FWIW, the home automation software I’ve used for years employs VBscript. Even that has
on error resume next
which allows you to gracefully handle a failure.
on error resume next
err.clear
<<<potentially failure-prone code goes here>>>
if err.number <> 0 then
debugout "<" & this.name & "> ERROR! Unable to announce Door Status."
err.clear
end if
on error goto 0
From my experience you could configure Growl notifications that go nowhere
Thanks for your help. I’m still pondering / considering digging into the HA script action code to see if it would be possible to put in a configurable catch block for actions, and revert to the default if there is no catch configured. Not sure how much I want to dig into that code though, especially since I have a habit of making changes that I don’t end up putting into a pull request.

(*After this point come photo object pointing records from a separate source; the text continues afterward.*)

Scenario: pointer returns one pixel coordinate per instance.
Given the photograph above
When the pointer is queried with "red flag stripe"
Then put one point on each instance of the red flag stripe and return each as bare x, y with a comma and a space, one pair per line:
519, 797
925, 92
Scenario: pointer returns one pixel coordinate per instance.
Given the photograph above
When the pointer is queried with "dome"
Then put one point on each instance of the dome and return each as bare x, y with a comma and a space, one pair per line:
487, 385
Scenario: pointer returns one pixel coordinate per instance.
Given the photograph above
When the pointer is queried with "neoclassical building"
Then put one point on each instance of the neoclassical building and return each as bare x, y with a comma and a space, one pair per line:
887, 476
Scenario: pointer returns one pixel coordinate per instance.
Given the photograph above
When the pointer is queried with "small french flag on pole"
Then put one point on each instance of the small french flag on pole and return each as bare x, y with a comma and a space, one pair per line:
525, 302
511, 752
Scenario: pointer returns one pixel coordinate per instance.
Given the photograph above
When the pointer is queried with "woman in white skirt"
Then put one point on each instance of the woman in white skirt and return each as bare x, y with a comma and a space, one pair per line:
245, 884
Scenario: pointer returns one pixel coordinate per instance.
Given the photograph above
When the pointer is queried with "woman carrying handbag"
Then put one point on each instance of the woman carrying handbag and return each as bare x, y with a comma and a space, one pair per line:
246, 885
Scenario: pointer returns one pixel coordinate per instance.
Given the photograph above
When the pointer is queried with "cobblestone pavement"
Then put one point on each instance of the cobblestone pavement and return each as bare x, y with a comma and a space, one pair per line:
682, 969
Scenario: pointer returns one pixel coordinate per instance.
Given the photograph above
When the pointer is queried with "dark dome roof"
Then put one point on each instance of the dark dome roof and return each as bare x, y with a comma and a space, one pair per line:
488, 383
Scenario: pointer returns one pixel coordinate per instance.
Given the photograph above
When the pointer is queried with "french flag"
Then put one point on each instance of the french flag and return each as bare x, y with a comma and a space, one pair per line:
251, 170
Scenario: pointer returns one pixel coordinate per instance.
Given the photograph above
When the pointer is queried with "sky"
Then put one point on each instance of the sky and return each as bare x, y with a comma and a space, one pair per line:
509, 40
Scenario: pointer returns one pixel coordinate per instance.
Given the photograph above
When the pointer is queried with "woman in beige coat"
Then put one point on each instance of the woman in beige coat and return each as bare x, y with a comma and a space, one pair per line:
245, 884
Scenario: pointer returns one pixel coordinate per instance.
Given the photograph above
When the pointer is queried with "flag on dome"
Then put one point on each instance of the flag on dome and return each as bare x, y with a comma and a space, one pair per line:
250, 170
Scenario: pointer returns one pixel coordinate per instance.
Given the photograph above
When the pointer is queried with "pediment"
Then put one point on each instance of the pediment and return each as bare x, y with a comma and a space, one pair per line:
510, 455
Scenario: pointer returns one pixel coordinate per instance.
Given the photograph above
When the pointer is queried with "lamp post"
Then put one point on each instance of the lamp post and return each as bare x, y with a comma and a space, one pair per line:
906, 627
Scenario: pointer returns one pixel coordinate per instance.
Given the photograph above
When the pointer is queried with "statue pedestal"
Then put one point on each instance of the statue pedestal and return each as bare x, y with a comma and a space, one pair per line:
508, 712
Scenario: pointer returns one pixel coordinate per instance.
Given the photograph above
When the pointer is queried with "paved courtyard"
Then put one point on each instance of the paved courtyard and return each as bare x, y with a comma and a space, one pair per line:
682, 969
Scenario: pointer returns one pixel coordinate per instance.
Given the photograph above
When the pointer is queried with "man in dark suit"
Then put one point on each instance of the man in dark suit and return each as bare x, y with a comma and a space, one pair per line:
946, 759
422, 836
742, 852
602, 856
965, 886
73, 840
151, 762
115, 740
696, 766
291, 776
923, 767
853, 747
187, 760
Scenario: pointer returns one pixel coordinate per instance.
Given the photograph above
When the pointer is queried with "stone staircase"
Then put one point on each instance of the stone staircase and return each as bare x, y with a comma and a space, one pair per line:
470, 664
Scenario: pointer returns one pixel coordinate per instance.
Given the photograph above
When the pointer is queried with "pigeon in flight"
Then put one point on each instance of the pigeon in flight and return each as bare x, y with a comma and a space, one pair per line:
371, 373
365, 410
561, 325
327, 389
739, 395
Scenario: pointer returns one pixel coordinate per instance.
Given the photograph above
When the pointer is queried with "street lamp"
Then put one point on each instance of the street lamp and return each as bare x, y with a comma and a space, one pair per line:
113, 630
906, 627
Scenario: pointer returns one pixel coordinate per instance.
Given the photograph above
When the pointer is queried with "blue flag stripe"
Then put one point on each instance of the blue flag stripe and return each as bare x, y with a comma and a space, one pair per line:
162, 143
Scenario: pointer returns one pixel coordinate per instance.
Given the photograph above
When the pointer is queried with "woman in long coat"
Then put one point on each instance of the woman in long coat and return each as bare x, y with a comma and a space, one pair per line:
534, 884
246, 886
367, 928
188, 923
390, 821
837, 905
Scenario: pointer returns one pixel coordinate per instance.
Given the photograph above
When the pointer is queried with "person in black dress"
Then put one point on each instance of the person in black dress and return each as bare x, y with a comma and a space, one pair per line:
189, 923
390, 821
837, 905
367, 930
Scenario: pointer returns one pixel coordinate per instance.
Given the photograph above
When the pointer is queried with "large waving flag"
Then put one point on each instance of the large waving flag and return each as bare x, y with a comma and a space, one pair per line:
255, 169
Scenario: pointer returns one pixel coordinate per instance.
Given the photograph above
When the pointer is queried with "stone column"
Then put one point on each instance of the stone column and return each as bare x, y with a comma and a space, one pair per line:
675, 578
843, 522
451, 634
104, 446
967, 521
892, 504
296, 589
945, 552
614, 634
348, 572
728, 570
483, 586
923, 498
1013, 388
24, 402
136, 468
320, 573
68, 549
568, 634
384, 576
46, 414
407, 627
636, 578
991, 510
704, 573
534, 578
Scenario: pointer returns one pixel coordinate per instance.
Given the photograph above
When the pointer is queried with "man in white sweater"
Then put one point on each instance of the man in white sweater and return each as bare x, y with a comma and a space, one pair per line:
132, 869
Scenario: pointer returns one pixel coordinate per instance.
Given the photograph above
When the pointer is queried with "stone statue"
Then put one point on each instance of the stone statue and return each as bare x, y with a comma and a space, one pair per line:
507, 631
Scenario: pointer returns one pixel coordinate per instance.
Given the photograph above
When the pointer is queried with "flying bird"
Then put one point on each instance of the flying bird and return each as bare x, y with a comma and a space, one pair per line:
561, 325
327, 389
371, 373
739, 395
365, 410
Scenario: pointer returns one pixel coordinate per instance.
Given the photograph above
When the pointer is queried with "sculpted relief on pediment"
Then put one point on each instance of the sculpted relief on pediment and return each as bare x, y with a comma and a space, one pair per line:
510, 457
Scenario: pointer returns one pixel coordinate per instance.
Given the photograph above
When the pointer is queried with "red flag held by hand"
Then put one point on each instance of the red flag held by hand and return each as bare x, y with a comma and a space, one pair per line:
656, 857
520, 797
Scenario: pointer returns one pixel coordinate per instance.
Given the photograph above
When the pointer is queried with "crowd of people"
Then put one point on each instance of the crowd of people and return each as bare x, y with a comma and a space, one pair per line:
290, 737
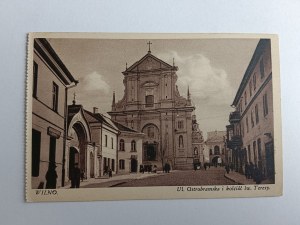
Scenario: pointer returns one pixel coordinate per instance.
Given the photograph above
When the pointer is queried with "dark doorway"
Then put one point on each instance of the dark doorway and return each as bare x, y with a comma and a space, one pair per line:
92, 165
73, 158
133, 165
270, 161
150, 152
214, 161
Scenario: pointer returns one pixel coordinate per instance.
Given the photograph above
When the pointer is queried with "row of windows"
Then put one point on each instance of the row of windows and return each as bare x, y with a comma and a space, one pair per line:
108, 164
254, 114
252, 86
36, 152
122, 145
55, 88
256, 155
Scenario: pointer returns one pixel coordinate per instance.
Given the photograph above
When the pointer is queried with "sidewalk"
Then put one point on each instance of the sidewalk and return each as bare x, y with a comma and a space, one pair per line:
241, 179
116, 179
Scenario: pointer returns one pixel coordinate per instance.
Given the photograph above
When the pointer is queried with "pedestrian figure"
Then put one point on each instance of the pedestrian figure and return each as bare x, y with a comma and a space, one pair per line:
251, 170
51, 177
257, 175
75, 177
227, 169
247, 170
167, 167
82, 175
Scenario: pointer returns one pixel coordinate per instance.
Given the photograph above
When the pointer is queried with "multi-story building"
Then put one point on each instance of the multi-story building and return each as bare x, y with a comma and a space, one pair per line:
152, 105
130, 149
50, 83
215, 144
251, 130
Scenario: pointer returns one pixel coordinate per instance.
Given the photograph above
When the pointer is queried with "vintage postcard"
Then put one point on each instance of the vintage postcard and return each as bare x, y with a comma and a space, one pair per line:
152, 116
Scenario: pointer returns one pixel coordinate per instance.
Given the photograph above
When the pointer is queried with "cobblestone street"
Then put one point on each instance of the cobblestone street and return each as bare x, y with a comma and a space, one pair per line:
212, 176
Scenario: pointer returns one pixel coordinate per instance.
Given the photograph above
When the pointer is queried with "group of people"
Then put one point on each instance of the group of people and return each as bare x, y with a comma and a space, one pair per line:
253, 172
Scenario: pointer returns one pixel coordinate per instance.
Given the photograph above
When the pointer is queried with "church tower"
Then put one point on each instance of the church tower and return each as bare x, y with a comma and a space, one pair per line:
153, 105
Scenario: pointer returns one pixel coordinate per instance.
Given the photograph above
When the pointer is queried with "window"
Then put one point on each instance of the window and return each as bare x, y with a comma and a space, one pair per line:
133, 146
122, 145
254, 81
54, 97
242, 129
35, 77
256, 114
195, 151
180, 124
132, 124
52, 150
113, 165
180, 141
249, 153
259, 149
36, 151
121, 164
252, 120
262, 68
150, 132
265, 104
254, 152
105, 141
149, 100
217, 150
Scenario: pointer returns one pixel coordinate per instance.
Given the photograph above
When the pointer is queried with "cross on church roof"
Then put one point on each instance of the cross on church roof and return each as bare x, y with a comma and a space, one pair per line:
149, 43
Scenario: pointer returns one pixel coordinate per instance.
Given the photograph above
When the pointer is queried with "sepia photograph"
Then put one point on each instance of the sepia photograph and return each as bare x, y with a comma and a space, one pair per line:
152, 116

Further to previous testing - I poked around into \helpers\script.py and put an ugly little hack in the async_run method, that checks for the presence of a variable called “ignore_exceptions”. If that key is present in the variables, it ignores the exception (allowing the script to continue) otherwise normal behavior is maintained.
except Exception:
_LOGGER.info("Script exception occurred")
if 'ignore_exception' in variables:
pass
else:
# Store the step that had an exception
self._exception_step = cur
# Set script to not running
self._cur = -1
self.last_action = None
# Pass exception on.
raise
I would really prefer to not have a hack like this (since I have to re-apply it after every update) but at least for now, I have the ability to let scripts continue selectively. One scenario to consider why I see this as an issue, consider water leak detection:
Water detected
Take some sort of action (i.e. close valve)
Notify via Slack
Notify via Growl / Google Home / etc.
Should any step fail, I still want (even require) the others to happen - while there is a little bit of priority ordering here, you can see how a failure / exception in say taking action should absolutely not prevent notification and vice versa.
Again, thanks for your help. This seems like a fairly big flaw to me, but maybe I don’t know the correct way to do this. Coming from an industrial automation background, it seems to me like this would be useful functionality.
My understanding of how failed scripts behave was flawed. pnbruckner provides a detailed explanation to how they work and how to make them fail gracefully (i.e. non-blocking) by simply adding an initial delay:
@123 I did try the way that comment talks about, but it didn’t seem to work. I ended up modifying the exception handling code in the component to make it work. The step - delay - step pattern stops even when other scripts are called.
I would love to fix this in the mainline code, but I have never set up for contributing. Right now I sort of weigh the effort of applying patches after updating to sorting out how to set up a PR.
I believe that at the moment phil is in the process of improving the way scripts work (and that delay trick might not work if you search forum for recent topics).
We just need to wait a bit until it’s completed.
“… the calling script has a choice of whether or not to wait for the called script to finish. This is now documented. See: Waiting for Script to Complete . This also affects whether or not the calling script will abort if the called script causes an error.”